According to recruiters, this is the time of year when people are most likely to consider applying for a new job. It could be you don’t feel valued by your boss, or the prospect of returning to the same old job after the Christmas break has made you think about your career or that the burst of energy and optimism that comes with a new year has caused you to look around for a new exciting challenge.
Whatever the reason, alongside an impressive CV and good interview technic, you will need emotional intelligence.
‘Emotional intelligence isn’t about having a big heart, coming over as genuinely sympathetic or even demonstrating empathy’
These days candidates for senior management posts need more than an impressive track record, strong analytical skills, excellent communication skills, political sensitivity and financial acumen: they need emotional intelligence.

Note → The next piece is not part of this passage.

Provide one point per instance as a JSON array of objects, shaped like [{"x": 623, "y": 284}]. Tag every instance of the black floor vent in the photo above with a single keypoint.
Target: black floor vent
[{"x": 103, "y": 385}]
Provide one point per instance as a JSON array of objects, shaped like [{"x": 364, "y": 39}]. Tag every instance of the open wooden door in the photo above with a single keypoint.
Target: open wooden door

While we expect a degree of passion from our leaders, we don’t usually want them to get emotional. But emotional intelligence isn’t about having a big heart, coming over as genuinely sympathetic or even demonstrating empathy for the staff you are about to make redundant. It is the ability to see yourself as others see you, to recognise the effect your behaviour has on other people and to use this insight to adapt your management style to different audiences.
The point being that what works with colleagues won’t necessarily work with partner agencies, and how you get support from politicians is different to how you handle the trade unions or win over service users.
You’re hired
It’s not hard to see why a transformation agenda would require senior managers with emotional intelligence as well as the traditional management skills. So how do you demonstrate this in your application and interview? The key is your willingness to seek feedback and to learn from it.
Most managers will have experience of “360 degree feedback”, but what did you do differently as a result? Did you change the way you chaired your senior management team meetings? Stop using certain expressions? Decide to make less use of emails and do more face to face work?
‘I was impressed by candidates who could give me examples of how they had sought feedback and how they adapted as a result’
Have you experience of executive coaching where the coach observes you in a range of management activities and gives you confidential feedback on your performance, as well as help to change some of the unhelpful things you do? Have you a mentor some one you trust to tell you how it really is as opposed to those around you who tell you what they think you want to here?
As a manager who takes responsibility for their own development, you can arrange these learning opportunities for yourself.
When I was director who oversaw a lot of senior management recruitment, I was very impressed by candidates who could give me examples of how they had sought feedback on their behaviour and how they adapted their management style as a result. I would be sufficiently impressed to give them the job over a candidate with more experience but less insight.